I can pinpoint the place and time from my childhood that has steered my life – the origin of becoming a nerd. Prior to that moment on September 1974, I was your average mild-mannered kid growing up in the early-70’s, wearing wide collared button-up shirts, playing with Hot Wheels on a wicker chair race track. Little did I know my life was going to change forever.
It was the first week of second grade at a new school. Our class consisted of children from a variety of neighborhoods in San Francisco, many bused in, as an experiment to group so-called “gifted” children together, to form this new class (sort of like X-Men but without any mutant powers for us children). Since I knew only one other classmate, a girl, and I was too shy to actually talk in her presence, new friendships needed to be forged and quickly. Recess break came around and I walked out of the classroom to the school yard. Two of my fellow classmates, Chris and Jeff, had taken out a black Hot Wheel car from a pocket and began to play on the ground over in a corner of the yard, secretively trying to put something into the car. Immediately I was drawn to the fact that they were playing with a Hot Wheel so I approached and asked about the car. Chris replied that it was the Green Hornet’s car and they were trying to put a dead bee they had found into the car so they could go and fight crime. I had no idea who the Green Hornet was and why a bee would be in a car to fight crime but I was intrigued at that very moment and had to find out more.
I learned that the Green Hornet was a hero on a TV series showing on a local Bay Area TV station and usually broadcast just before the Batman TV series on the same channel. That same day I ran to the TV when I got home from school and tuned in to The Green Hornet and Batman. I was hooked though I found myself liking Kato more than the Green Hornet since Kato seemed to actually do more of the crime fighting work.

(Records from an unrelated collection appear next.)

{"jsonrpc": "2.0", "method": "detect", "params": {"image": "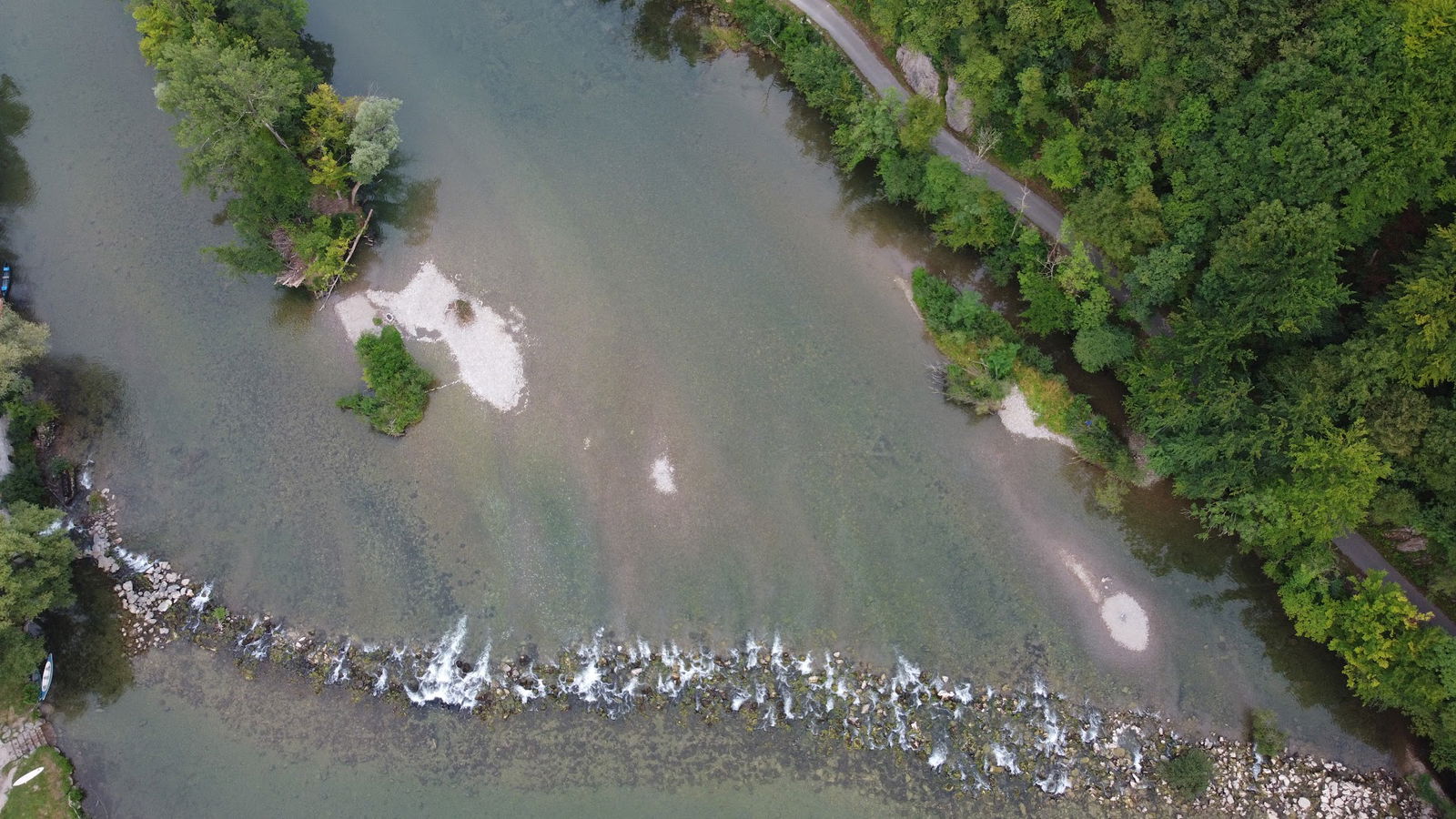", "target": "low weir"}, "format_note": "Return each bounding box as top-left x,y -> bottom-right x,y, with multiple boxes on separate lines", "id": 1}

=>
83,490 -> 1432,816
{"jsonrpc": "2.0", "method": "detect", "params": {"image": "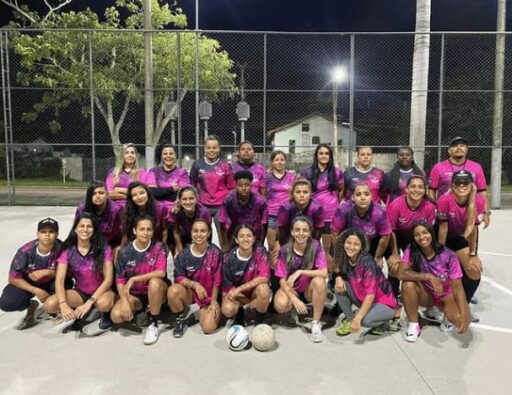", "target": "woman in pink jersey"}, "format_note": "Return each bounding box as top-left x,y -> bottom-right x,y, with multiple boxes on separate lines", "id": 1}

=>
167,219 -> 222,337
437,170 -> 485,310
75,182 -> 123,247
300,144 -> 344,259
334,228 -> 398,336
344,146 -> 384,203
43,212 -> 115,329
167,186 -> 212,258
111,215 -> 167,345
221,224 -> 271,325
105,143 -> 147,207
121,182 -> 168,247
146,141 -> 190,210
263,151 -> 295,266
274,217 -> 327,343
399,221 -> 470,342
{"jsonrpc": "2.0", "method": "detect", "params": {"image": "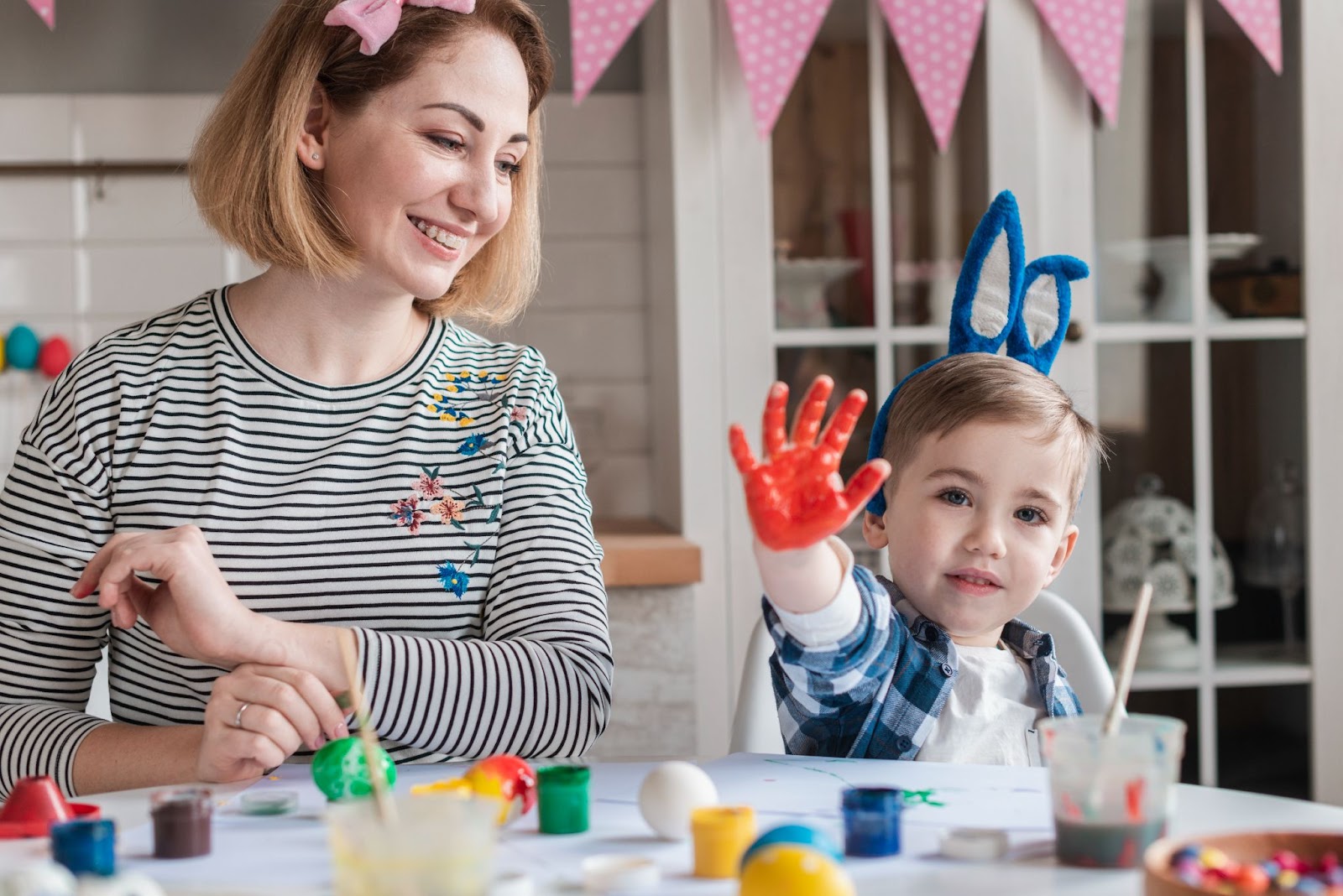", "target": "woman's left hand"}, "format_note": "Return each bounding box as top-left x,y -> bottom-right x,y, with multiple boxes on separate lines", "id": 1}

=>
70,526 -> 267,668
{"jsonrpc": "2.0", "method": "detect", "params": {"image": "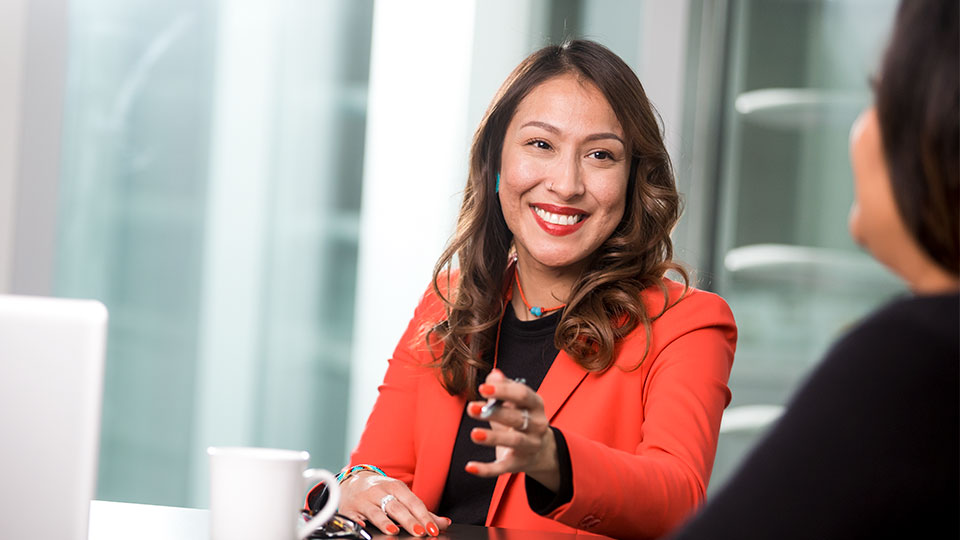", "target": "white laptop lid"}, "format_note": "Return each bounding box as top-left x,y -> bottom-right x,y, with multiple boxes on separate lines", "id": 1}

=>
0,295 -> 107,540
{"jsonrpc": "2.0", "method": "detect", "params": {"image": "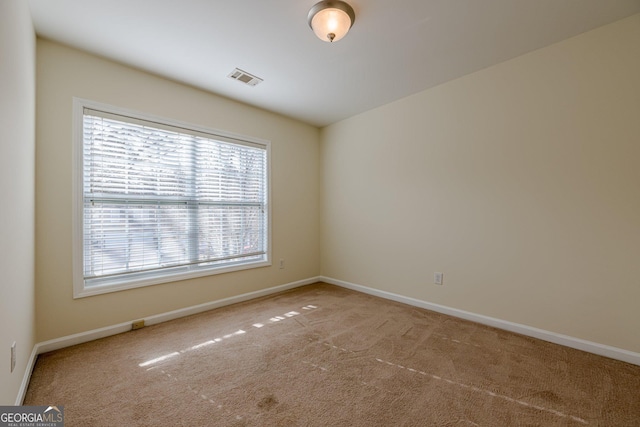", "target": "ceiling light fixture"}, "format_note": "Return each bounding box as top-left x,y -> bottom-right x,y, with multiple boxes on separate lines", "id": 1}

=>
307,0 -> 356,42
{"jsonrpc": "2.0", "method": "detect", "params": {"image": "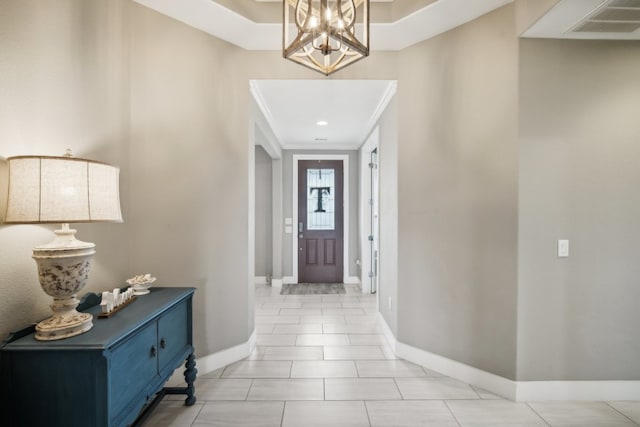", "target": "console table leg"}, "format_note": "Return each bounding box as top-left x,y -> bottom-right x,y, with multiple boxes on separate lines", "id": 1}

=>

Chris and I became good friends after that and he opened my eyes to things like Star Trek, Superman, and Godzilla. I soon started reading Archie comic books because they were easily accessible at my grandparent’s house. I started reading other comics like X-Men, Batman, Superman but never collected comics like some friends did. I watched Super Friends on Saturday mornings. I was fast becoming the nerd I was always meant to be.
And then 1977 hit and Star Wars would forever infiltrate every day of the rest of my life. Star Wars blew my mind. When The Making of Star Wars aired on television later that year, I was inspired to make movies like Star Wars. My father gave me an 8mm film camera and I figured out how to make “stop-motion” animated shorts using Revell plastic model kits I had built of an X-Wing and Tie Fighter. I made Jawa eyes out of LEDs I had from Radio Shack electronic kits. I had a Don Post Darth Vader mask of my own.
Local TV station KTVU Channel 2 jumped onto the Star Wars hoopla and created its own after school program with TV host Bob Wilkins and a robot named 2T2 called Captain Cosmic.
The show brought series like Flash Gordon, The Space Giants, Ultraman, Thunderbirds, Captain Scarlet and the Mysterons, and Starblazers to the now eager new kid audience to gobble up. And gobble up I did, as I would travel via skateboard and MUNI buses to a store in Fisherman’s Wharf called Galactic Starport and spend my extra money I would make helping out at my father’s TV repair shop on movie posters, memorabilia, autographs, and toys. By the time The Empire Strikes Back came out in 1980, I had amassed quite a collection and my bedroom became a Star Wars shrine with shelving filled with items from floor to ceiling. Thus my training was complete.
And now, as I near half a century in age, I am training my own apprentices, my children in 4th and 2nd grades, respectively. Training them in the ways of nerdom to join me so that together we can rule the galaxy and know the true power of being a Nerd of Color – all thanks to my life long friend, Chris, the biggest nerd I know.

I’m surprised that you remember the ‘bees in car’ thing from second grade. :p Thanks for the shout-out, as it were, and for being my friend all these years.